Witam w pierwszym dniu Blogmas! :) - dzisiejszy wpis miał być zupełnie inny, niestety złośliwość rzeczy martwych... Mój internet poszedł sobie na urlop - obecnie piszę do Was z telefonu, ufff - teraz jestem z siebie dumny, że wykupiłen kiedyś jako dodatek do abonamentu pakiet 750mb internetu.
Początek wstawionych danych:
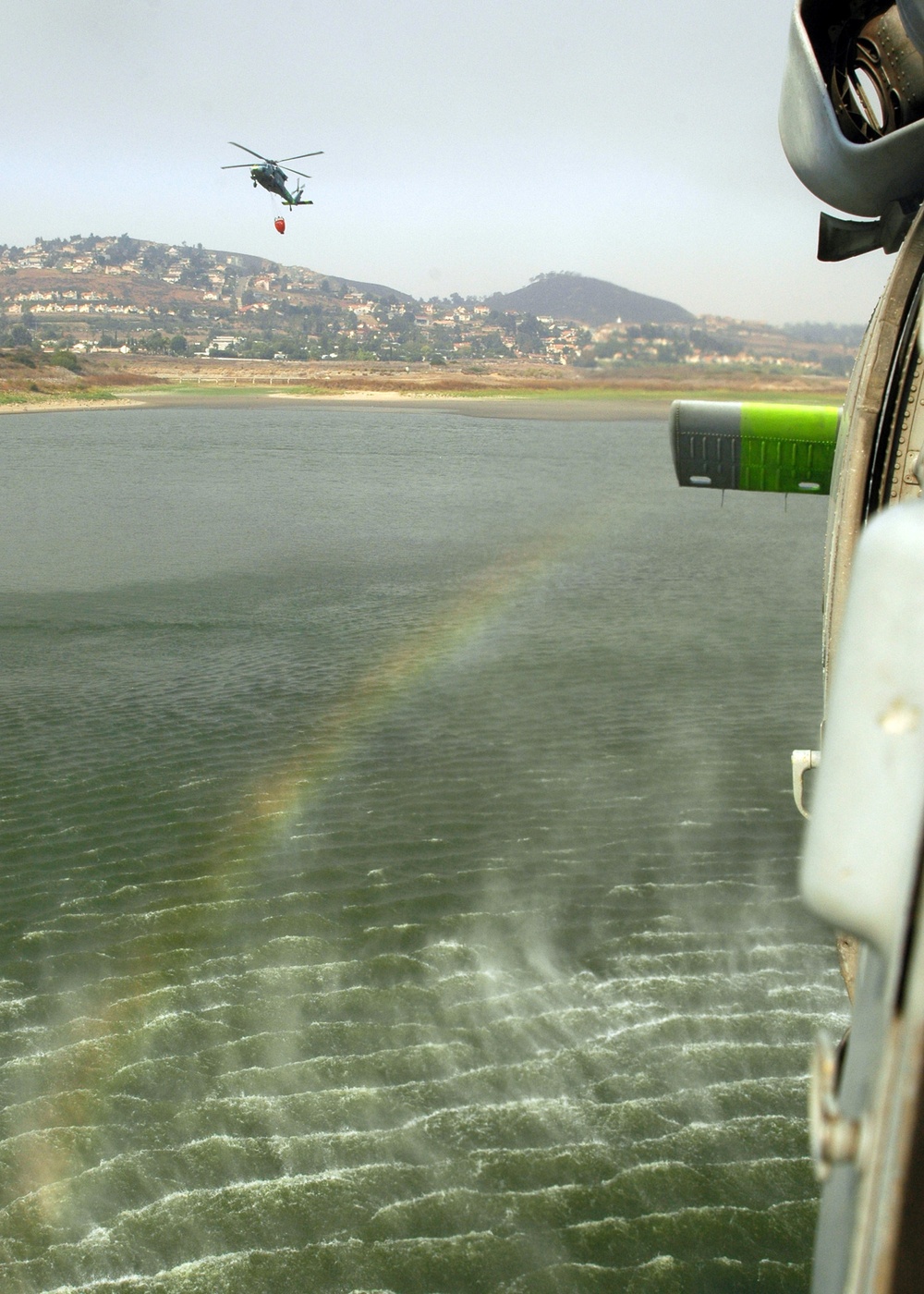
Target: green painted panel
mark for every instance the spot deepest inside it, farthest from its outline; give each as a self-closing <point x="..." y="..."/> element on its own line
<point x="788" y="449"/>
Jakoś nigdy z niego nie korzystałem, ale dziś okazał się wybawieniem! - mam nadzieję, że jutro, a najpóźniej w środę odzyskam już swój internet! :)

W tym roku pierwszy raz postanowiłem, że stworzę serię "Blogmasową" - skoro istnieje vlogmas, to dlaczego miałby nie ustnieć blogmas? :) 
W Polskiej blogosferze jeszcze się z tym nie spotkałem, kto wie, może właśnie przecieram szlaki? :) 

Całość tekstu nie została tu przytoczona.